One of the notable features of this year's event is that it is being staged alongside the open Candidates Tournament. This format had previously been used only in Toronto 2024, and it is now being implemented for the second time. The field includes five returnees from the 2024 edition: Tan Zhongyi, who won that tournament and later challenged Ju Wenjun for the world title, as well as Goryachkina, Anna Muzychuk, Kateryna Lagno and Vaishali Rameshbabu. Joining this experienced core are three younger players who have made a strong impact on the women's circuit in recent years: 23-year-old Zhu Jiner, 22-year-old Bibisara Assaubayeva, and 20-year-old Divya Deshmukh. This blend gives the tournament both experience and dynamism.
In line with the pairing regulations, two pairs of compatriots were matched against each other in the opening round in order to reduce the risk of collusion or conflicts of interest later in the event. That is why the all-Chinese clash between Zhu Jiner and Tan Zhongyi took place, while Goryachkina and Lagno also faced one another. The two Indian players, Vaishali and Deshmukh, were not paired in round one because of a late change: the original draw had Deshmukh facing Humpy Koneru, but after Koneru withdrew from the tournament, Anna Muzychuk entered as her replacement and took over that pairing.

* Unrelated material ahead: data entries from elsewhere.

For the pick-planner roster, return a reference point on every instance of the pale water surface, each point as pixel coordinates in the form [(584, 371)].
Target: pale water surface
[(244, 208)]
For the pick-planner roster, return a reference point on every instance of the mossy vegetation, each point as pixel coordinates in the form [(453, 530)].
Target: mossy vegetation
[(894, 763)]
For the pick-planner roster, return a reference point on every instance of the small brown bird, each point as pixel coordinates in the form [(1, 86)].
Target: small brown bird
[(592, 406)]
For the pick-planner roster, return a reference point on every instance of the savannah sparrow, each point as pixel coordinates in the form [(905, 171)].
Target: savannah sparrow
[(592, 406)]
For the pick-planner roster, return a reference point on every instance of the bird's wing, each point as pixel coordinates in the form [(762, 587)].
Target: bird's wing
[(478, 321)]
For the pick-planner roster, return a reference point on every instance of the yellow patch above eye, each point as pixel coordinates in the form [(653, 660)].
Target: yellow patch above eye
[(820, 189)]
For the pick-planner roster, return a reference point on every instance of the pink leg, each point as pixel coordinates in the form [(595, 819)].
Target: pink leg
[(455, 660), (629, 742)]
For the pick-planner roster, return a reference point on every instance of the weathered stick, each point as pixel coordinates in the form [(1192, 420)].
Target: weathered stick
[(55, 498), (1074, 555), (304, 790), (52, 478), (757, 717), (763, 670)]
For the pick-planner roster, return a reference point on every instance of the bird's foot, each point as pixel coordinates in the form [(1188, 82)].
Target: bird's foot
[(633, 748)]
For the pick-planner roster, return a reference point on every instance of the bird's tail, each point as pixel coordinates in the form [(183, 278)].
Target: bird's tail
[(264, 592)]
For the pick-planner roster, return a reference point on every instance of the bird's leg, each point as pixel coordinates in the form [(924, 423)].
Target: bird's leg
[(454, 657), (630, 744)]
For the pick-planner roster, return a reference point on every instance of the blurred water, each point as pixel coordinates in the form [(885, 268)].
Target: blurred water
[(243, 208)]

The most striking aspect of round one was that several of the drawn games still featured critical turning points. The advantages obtained by Zhu against Tan and by Goryachkina against Lagno showed just how high-level and unforgiving this tournament is from day one; at this level, a slight inaccuracy in timing or a single imprecise decision can turn a win into half a point. In a double round-robin event as long and demanding as the Candidates, missed opportunities of this kind can affect not just one round but the final standings as well. For that reason, the opening day in Pegeia mattered less for the raw results than for the message it sent: no one is playing without ambition, and every half-point is being fiercely contested.